Having not had the capability for a while for whatever reason, I had to try it out when I finally could.
The capability is iSight, a user-facing camera which is these days built into every laptop Apple makes. (And that's every one, including that poufy, flouncy little Macbook Air.) It can be used for other things, like the folks at Delicious Monster realized when they built their application Delicious Library.
The idea behind Delicious Library was to build a fairly intuitive iTunes-like interface for the cataloging of physical objects, like CDs, DVDs, books, and games. They even make it easy to get the information into your computer by letting you scan a barcode if you have a convenient camera handy (cough). Then they go online and fetch all the particulars of the thing you scanned.
I wanted to try it. And the demo version allows you to scan up to 25 items. So hey, I could try it.
The first books I held up to the camera (using the camera view window as a guide), it picked right up. As an extra delightful feature, it read the name with the built-in text-to-speech engine.

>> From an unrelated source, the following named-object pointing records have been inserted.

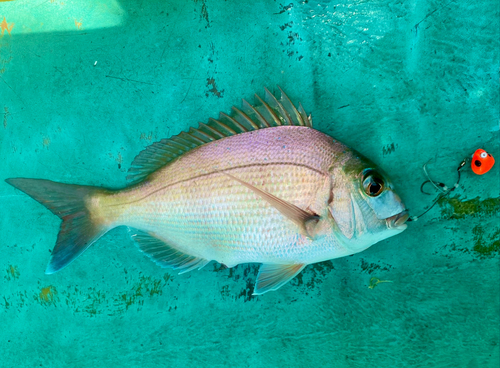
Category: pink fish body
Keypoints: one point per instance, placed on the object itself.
(260, 186)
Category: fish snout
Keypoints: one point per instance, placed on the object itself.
(398, 221)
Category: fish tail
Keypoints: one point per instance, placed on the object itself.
(74, 205)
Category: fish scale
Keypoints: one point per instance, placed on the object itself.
(259, 185)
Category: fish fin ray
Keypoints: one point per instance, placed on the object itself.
(165, 255)
(77, 232)
(302, 218)
(268, 112)
(273, 276)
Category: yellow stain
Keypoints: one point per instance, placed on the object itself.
(4, 26)
(47, 295)
(13, 271)
(374, 281)
(78, 24)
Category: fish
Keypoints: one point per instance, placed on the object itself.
(258, 185)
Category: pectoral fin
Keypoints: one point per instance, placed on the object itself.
(273, 276)
(304, 220)
(165, 255)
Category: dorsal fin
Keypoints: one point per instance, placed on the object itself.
(267, 112)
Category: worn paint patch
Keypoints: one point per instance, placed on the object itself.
(48, 295)
(5, 115)
(485, 247)
(312, 277)
(485, 243)
(370, 267)
(4, 26)
(213, 90)
(12, 272)
(388, 149)
(374, 281)
(455, 208)
(204, 12)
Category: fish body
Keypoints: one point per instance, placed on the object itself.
(245, 188)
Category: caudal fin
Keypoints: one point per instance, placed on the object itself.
(70, 203)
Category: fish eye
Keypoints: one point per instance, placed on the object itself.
(373, 183)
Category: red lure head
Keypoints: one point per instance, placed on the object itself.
(482, 162)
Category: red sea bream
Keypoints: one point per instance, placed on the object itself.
(259, 185)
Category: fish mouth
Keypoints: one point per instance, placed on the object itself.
(398, 221)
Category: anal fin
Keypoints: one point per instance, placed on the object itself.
(165, 255)
(273, 276)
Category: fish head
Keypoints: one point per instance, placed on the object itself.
(364, 204)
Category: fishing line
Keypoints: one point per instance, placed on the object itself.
(440, 187)
(481, 162)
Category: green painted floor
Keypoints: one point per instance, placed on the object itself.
(86, 85)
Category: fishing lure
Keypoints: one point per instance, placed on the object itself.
(481, 163)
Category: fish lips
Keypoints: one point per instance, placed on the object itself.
(398, 222)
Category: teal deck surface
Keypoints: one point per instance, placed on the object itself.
(86, 85)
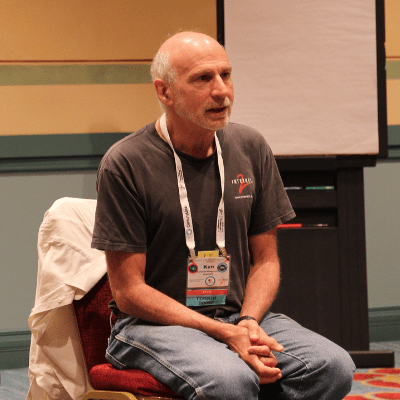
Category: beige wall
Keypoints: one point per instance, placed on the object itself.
(75, 33)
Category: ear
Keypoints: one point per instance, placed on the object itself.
(163, 92)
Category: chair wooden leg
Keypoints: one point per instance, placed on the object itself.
(106, 395)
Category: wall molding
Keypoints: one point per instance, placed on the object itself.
(384, 325)
(61, 152)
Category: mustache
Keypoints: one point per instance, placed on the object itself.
(226, 103)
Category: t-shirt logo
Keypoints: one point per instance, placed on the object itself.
(243, 183)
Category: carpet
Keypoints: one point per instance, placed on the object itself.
(376, 383)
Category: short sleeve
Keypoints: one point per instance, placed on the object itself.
(120, 217)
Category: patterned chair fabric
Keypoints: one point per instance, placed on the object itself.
(93, 318)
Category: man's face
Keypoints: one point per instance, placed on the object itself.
(203, 91)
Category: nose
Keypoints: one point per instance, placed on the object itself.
(221, 88)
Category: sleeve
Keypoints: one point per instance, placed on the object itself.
(120, 214)
(272, 206)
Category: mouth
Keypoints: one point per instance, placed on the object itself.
(217, 110)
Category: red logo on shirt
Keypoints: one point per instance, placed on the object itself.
(243, 182)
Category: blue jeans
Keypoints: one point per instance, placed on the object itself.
(197, 366)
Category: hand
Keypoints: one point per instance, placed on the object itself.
(262, 347)
(258, 336)
(258, 354)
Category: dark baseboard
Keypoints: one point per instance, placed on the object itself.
(384, 325)
(14, 349)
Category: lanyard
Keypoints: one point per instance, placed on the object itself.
(183, 197)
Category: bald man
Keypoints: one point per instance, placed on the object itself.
(187, 214)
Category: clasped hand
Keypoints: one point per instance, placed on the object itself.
(255, 347)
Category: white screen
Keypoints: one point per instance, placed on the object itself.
(305, 73)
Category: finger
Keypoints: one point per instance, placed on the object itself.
(261, 350)
(254, 331)
(269, 361)
(269, 379)
(270, 342)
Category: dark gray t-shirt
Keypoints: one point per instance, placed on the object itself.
(138, 208)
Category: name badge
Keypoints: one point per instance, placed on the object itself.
(207, 281)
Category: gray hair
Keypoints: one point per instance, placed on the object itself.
(161, 68)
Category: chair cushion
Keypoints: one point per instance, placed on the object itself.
(106, 377)
(93, 318)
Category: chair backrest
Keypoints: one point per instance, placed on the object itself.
(93, 318)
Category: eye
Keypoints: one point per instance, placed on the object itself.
(204, 78)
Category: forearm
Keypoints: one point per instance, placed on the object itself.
(261, 288)
(149, 304)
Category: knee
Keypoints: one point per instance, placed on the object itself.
(338, 367)
(231, 384)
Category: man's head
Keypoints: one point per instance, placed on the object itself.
(192, 76)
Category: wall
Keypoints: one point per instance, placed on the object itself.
(23, 202)
(25, 197)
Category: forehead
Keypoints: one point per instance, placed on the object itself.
(196, 58)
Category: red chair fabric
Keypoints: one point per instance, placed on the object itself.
(93, 318)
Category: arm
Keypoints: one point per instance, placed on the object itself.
(261, 288)
(133, 296)
(263, 280)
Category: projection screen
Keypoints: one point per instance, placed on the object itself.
(305, 74)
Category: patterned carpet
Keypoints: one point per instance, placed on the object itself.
(376, 383)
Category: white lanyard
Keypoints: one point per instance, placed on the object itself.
(183, 197)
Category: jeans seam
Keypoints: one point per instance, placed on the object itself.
(114, 359)
(170, 367)
(301, 379)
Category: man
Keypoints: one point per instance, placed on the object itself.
(187, 214)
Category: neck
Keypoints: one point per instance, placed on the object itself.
(199, 143)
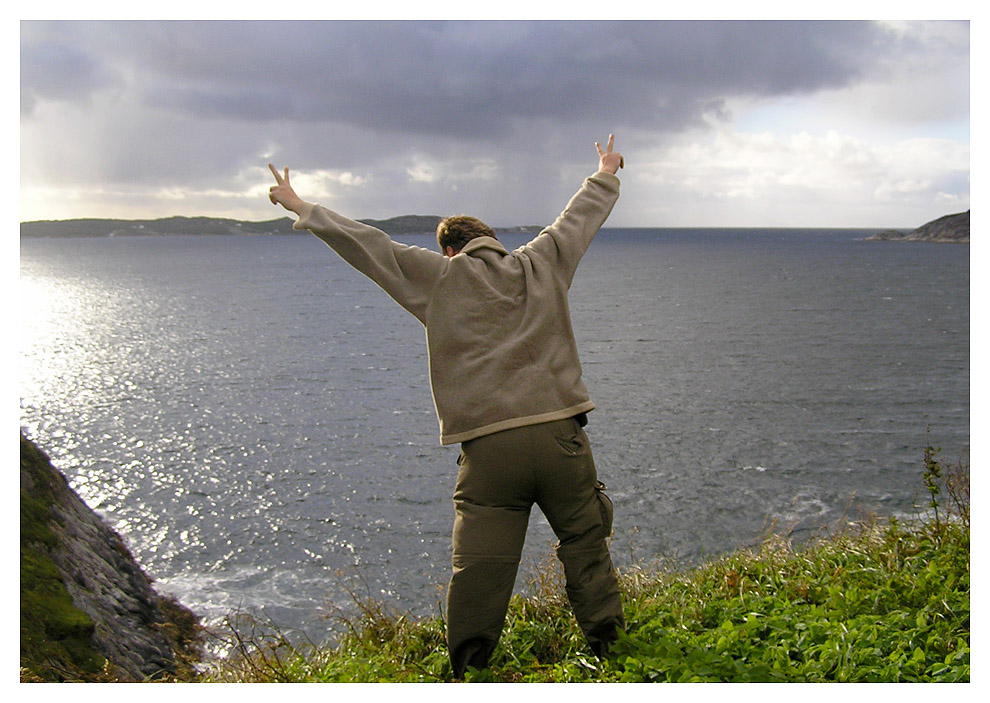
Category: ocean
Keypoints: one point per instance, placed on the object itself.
(255, 419)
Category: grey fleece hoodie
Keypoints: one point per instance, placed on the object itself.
(501, 349)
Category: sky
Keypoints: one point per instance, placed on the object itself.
(721, 123)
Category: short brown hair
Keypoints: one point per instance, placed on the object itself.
(457, 230)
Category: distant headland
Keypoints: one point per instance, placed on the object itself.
(950, 228)
(94, 227)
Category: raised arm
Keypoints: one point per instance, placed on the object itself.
(407, 273)
(563, 243)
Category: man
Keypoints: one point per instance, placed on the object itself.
(507, 386)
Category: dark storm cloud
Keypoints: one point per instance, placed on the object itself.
(470, 80)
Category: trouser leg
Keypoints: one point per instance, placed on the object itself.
(487, 544)
(581, 516)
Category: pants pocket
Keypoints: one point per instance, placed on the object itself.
(605, 505)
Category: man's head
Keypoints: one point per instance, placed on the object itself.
(457, 230)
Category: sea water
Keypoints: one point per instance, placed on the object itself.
(254, 417)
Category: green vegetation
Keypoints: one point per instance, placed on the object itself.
(876, 602)
(55, 635)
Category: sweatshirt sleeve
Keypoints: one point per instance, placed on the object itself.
(565, 241)
(407, 273)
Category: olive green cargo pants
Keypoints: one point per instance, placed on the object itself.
(501, 475)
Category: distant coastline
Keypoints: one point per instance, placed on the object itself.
(950, 228)
(170, 226)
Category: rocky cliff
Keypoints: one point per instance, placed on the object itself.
(951, 228)
(88, 611)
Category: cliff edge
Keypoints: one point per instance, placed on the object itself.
(88, 611)
(950, 228)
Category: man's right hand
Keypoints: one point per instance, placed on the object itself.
(609, 161)
(282, 194)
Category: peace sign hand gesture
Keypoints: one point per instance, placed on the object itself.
(607, 160)
(282, 193)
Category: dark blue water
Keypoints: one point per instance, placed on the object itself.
(255, 417)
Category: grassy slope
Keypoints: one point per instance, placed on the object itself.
(885, 602)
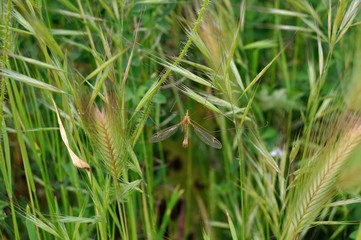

The fifth, it searched for a few moments and then balked. It couldn't find a book corresponding to the UPC of the book I held up to it. A wonderful thing got cut ever-so-slightly low in my sight.
And frankly, I can't blame it for failing. The first four books I showed it were cookbooks, by noted authors and commercially available. The fifth was an incredibly obscure roleplaying game book that I had picked up two nights before, and just happened to have by my feet.
That incredible convenience of using a barcode scanner to read your library into your computer? Not so much so when you have two hundred or more books that it might not be able to read, neatly stacked on shelves in another room.